Jay displayed marked adroitness as
a negotiator in dealing with the issues growing out
of past differences, but he made an extraordinary slip
in providing for commercial relations between the
two countries. In their general tenor the articles
displayed broad liberality. Between all British
dominions in Europe and the territories of the United
States there was to be “a reciprocal and perfect
liberty of commerce and navigation.” American
vessels were to “be admitted and hospitably received”
in the ports of East India, and, although participation
in the coasting trade was prohibited, it was provided
that this restriction should not prevent ships going
from one port of discharge to another. The East
Indian trade was not, however, so important as the
nearer West Indian trade, and with respect to the
latter the treaty provisions were narrow and exacting.
American vessels were limited to seventy tons burden,
and it was provided that “the United States
will prohibit and restrain the carrying away of molasses,
sugar, coffee, or cotton in American vessels, either
for his Majesty’s Islands or the United States,
to any part of the world except the United States,
reasonable sea-stores excepted.” Jay, in
a letter to Washington, excused his acceptance of
this restraint on the ground that “the commercial
part of the treaty may be terminated at the expiration
of two years after the war, and in the meantime a
state of things more auspicious to negotiation will
probably arise, especially if the next session of Congress
should not interpose fresh obstacles.”
The treaty was silent on the subject
of impressment, but Jay’s failure on that point
was just what was to have been expected in view of
the unwillingness of the United States to defend its
commerce. Impressment was not abandoned until
many years afterwards, and then not through treaty
stipulation but because the United States had a navy
and could resist aggression on the seas. In its
treatment of the subject of contraband, the treaty
took positions in accord with the international law
then received, but in one respect it made a distinct
advance. Provision was made that war between
the two countries should never become the pretext for
confiscation of debts or annulment of contracts.
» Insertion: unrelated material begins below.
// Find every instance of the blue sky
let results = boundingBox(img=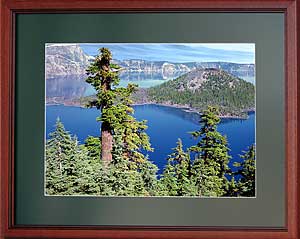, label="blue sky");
[80,43,255,63]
This position involves the noble principle that war
should never supersede justice but should be the servant
of justice. Great practical advantage was experienced
from it in the War of 1812, when the United States
was a creditor nation.
On the whole, Jay’s diplomacy
was as enlightened as it was shrewd, but at the time
it exposed him to furious denunciation which he disdained
to notice. “I had read the history of Greece,”
he wrote to a friend, “and was apprised of the
politics and proceedings of more recent date.”
The philosophic composure which he drew from his knowledge
of history enabled him to behave with calm dignity
while he was being burned in effigy, and while mob
orators were heaping insult and calumny on his name.
After a struggle that shook the Government, the treaty
was ratified by the Senate on June 24, 1795, with
the exception of the article about the West Indian
trade, an omission to which Great Britain made no objection.
The treaty was extremely unpopular, chiefly because
unreasonable expectations of its provisions had been
entertained. People had yet to learn that national
independence has its defects as well as its advantages,
and that the traditional intimacy between the West
Indies and America was now on a footing of privilege
and not of right. The great benefits conferred
by the treaty were therefore not appreciated, and
so violent was the fury its terms excited that it
was perhaps fortunate that Jay did not resume his
seat on the Supreme Bench. Before his return from
England and before the details of the treaty had been
made public, he had been elected governor of New York,
and to accept this office he resigned the chief-justiceship.